Revlon neither admitted nor denied charges brought by the Securities and Exchange Commission (SEC) that it violated the federal securities laws when the company misled shareholders during a “going private transaction.”
Revlon will pay an $850,000 penalty to settle the charge.
The company was represented by Colleen Mahoney of Skadden Arps Meagher Slate and Flom in Washington, D.C.
Going private transactions can occur in many forms and typically involve the company delisting and deregistering its stock and cashing out their shareholders so the company or a private equity firm can acquire all of the outstanding shares.
An SEC investigation found that during a voluntary exchange offer to satisfy a significant debt to its controlling shareholder, Revlon engaged in “ring fencing” that deprived its independent board members from knowing critical information: the transaction’s consideration had been deemed inadequate by a third party who evaluated whether current and former employees invested in Revlon common stock through the company’s 401(k) plan could exchange their shares.
“Going private transactions create opportunities for shareholder abuse and can have coercive effects on minority shareholders,” said Antonia Chion, Associate Director in the SEC’s Division of Enforcement. “By erecting informational barriers, Revlon kept critically important information from its board and, in turn, misled investors.”
According to the SEC, controlling shareholder MacAndrews and Forbes (M&F) asked Revlon in 2009 to offer minority shareholders the option to exchange their common stock shares on a one-for-one basis for preferred shares with certain financial characteristics.
The exchanged shares would then be provided to M&F to pay down Revlon’s debt.
The trustee administering Revlon’s 401(k) plan decided that 401(k) members could tender their shares only if a third-party financial adviser made an “adequate consideration determination,” which involved assessing whether the value of the preferred stock 401(k) members would receive was at least equal to the fair market value of the exchanged common stock shares. The third-party financial adviser ultimately found that the consideration offered in the transaction was inadequate for tendering 401(k) shareholders.
The SEC’s said that Revlon did not want to disclose the third-party financial adviser’s view on the adequacy of the transaction’s consideration.
In an attempt to avoid a potential disclosure obligation, the company engaged in what one employee termed as “ring fencing” to avoid receiving the adequate consideration determination from the third-party adviser:
Revlon amended the trust agreement it had with the trustee to ensure that the trustee would not share the adequate consideration determination with Revlon.
Revlon ensured that it was not a party to any engagement letter concerning the adequate consideration determination.
Revlon directed the trustee to inform Revlon of its decision whether to allow 401(k) members to tender their shares without any reference to the adequate consideration determination.

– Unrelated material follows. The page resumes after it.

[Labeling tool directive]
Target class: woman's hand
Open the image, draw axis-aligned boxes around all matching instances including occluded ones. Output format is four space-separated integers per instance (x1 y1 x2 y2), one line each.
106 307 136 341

In a notice sent to the 401(k) members and publicly filed as an exhibit to the exchange offer documents, Revlon removed the explicit term “adequate consideration” and replaced it with citations to ERISA statutes.
The SEC’s order finds that Revlon’s ring-fencing conduct resulted in various materially misleading disclosures to its shareholders.
For example, Revlon represented in its offering documents that the board’s process was full, fair, and complete in determining the fairness of the exchange offer.
In reality, the process was compromised because Revlon’s board was unable to consider the adequate consideration determination as part of its process to evaluate and ultimately approve the offer.
The SEC said the result was that Revlon’s shareholders were deprived of the opportunity to receive revised, qualified, or supplemental disclosures, including any that might have informed them of the adequate consideration determination.